Teixeira considera que de todas as grandezas extraídas das observações da Missão Espacial Gaia, a mais importante é a das distâncias (paralaxes estelares). “Na realidade, essa é a grandeza mais importante da astronomia, pois a partir dela podemos transformar as grandezas aparentes observadas em grandezas absolutas”, enfatiza. “Sem o conhecimento das distâncias a astrofísica e a cosmologia seriam extremamente limitadas e provavelmente até hoje ainda não saberíamos como as estrelas brilham e que o Universo está em expansão.”

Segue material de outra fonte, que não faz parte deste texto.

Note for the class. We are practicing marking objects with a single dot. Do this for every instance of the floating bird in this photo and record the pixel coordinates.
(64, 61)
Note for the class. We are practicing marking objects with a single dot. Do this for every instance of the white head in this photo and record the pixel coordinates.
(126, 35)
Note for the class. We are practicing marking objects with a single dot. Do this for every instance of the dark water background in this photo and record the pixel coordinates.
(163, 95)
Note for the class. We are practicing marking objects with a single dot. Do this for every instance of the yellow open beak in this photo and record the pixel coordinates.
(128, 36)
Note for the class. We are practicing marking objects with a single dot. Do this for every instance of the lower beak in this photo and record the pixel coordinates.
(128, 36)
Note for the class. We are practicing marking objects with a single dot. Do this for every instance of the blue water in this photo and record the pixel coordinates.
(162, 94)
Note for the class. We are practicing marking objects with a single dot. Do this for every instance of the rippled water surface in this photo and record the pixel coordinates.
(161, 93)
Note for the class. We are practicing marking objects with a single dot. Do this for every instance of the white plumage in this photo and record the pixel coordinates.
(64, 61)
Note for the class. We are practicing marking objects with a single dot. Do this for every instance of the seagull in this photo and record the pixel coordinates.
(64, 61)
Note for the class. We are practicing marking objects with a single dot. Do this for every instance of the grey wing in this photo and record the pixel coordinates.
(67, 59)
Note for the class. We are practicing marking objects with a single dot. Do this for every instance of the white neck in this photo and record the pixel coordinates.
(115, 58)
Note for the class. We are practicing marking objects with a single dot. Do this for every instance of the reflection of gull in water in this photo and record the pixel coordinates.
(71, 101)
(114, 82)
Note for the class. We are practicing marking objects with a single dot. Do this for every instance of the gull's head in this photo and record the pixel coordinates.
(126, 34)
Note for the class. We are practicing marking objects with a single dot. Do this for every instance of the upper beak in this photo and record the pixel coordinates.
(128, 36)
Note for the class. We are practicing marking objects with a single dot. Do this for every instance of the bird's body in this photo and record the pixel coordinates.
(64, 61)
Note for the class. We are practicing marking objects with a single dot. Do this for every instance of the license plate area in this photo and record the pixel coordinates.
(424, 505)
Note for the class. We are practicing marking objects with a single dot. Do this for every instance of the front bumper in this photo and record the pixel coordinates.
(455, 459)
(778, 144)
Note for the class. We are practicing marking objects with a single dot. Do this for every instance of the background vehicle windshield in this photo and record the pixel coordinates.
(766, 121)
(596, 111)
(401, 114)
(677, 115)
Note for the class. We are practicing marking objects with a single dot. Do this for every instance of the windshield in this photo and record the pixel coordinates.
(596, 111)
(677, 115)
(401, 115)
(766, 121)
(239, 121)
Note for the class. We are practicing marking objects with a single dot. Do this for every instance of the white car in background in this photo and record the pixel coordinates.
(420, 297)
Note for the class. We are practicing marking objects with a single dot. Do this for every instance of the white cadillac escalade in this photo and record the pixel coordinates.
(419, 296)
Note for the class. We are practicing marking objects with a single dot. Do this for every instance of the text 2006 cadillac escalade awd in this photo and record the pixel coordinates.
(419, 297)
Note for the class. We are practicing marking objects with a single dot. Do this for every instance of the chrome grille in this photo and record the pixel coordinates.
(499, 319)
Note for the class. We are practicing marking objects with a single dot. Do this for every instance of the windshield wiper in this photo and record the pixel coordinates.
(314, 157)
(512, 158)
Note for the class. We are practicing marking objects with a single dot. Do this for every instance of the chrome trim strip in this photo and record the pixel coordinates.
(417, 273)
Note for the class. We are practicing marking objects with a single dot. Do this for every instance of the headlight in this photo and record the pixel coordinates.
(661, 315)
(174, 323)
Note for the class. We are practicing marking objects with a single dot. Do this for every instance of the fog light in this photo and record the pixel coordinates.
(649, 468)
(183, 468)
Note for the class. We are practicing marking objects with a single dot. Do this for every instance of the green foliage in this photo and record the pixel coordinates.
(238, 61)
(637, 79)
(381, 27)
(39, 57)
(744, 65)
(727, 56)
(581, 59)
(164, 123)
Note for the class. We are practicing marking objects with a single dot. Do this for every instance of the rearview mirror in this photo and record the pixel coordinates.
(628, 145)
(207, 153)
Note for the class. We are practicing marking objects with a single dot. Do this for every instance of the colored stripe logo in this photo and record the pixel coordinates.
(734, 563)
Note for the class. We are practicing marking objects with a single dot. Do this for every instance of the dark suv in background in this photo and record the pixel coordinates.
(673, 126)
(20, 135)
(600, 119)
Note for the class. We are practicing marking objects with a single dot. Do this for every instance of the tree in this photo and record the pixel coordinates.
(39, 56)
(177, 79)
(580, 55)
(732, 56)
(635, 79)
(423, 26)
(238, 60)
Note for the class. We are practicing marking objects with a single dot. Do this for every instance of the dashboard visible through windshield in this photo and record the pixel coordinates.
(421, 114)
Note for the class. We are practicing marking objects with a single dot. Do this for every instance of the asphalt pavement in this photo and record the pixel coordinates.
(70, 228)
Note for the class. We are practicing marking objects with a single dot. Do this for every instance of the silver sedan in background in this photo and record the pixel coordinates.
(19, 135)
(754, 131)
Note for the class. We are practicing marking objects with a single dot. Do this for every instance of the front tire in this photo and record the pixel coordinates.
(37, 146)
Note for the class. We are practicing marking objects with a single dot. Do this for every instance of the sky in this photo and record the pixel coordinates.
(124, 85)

No mapa acima, os 2,9 milhões de galáxias observadas pelo satélite Gaia; as regiões mais escuras são as de maior densidade de objetos celestes e ao centro quase não há objetos devido ao gás e à poeira da Via Láctea, que impedem a observação - Imagem: Cedida por Ramachrisna Teixeira/IAG

Segundo o professor, os dados da missão são superabundantes e dão a liberdade de selecionar os melhores entre eles e mesmo assim continuar trabalhando com uma amostra robusta. “Tudo que falarmos a respeito do Sistema Solar, da Via Láctea e do Universo será mais realístico e confiável a partir desses dados, que provavelmente sustentarão a astronomia nos próximos 20, 30 anos”, observa. “A informação científica extraída dos códigos numéricos enviados pelo satélite à Terra é assegurada pelo Gaia DPAC, dividido em vários subgrupos dedicados a vários aspectos das observações e corpos celestes.”

O IAG integra o grupo Extended Object, liderado por Christine Ducourant, do Laboratoire d’Astrophysique de Bordeaux , na França, que conta com a atuação dos professores Ramachrisna Teixeira, Sandra dos Anjos e Ronaldo Eustáquio de Souza, além do ex-doutorando e hoje professor na Universidade da Califórnia, Alberto Krone Martins. A colaboração teve início a partir da tese de doutorado Ampliando os horizontes da missão espacial Gaia através das observações de galáxias , defendida por Martins no IAG em 2011. “Os dados do Gaia são disponibilizados para o mundo todo ao mesmo tempo. Qualquer pessoa pode acessá-los sem qualquer problema ou custo”, conclui Teixeira.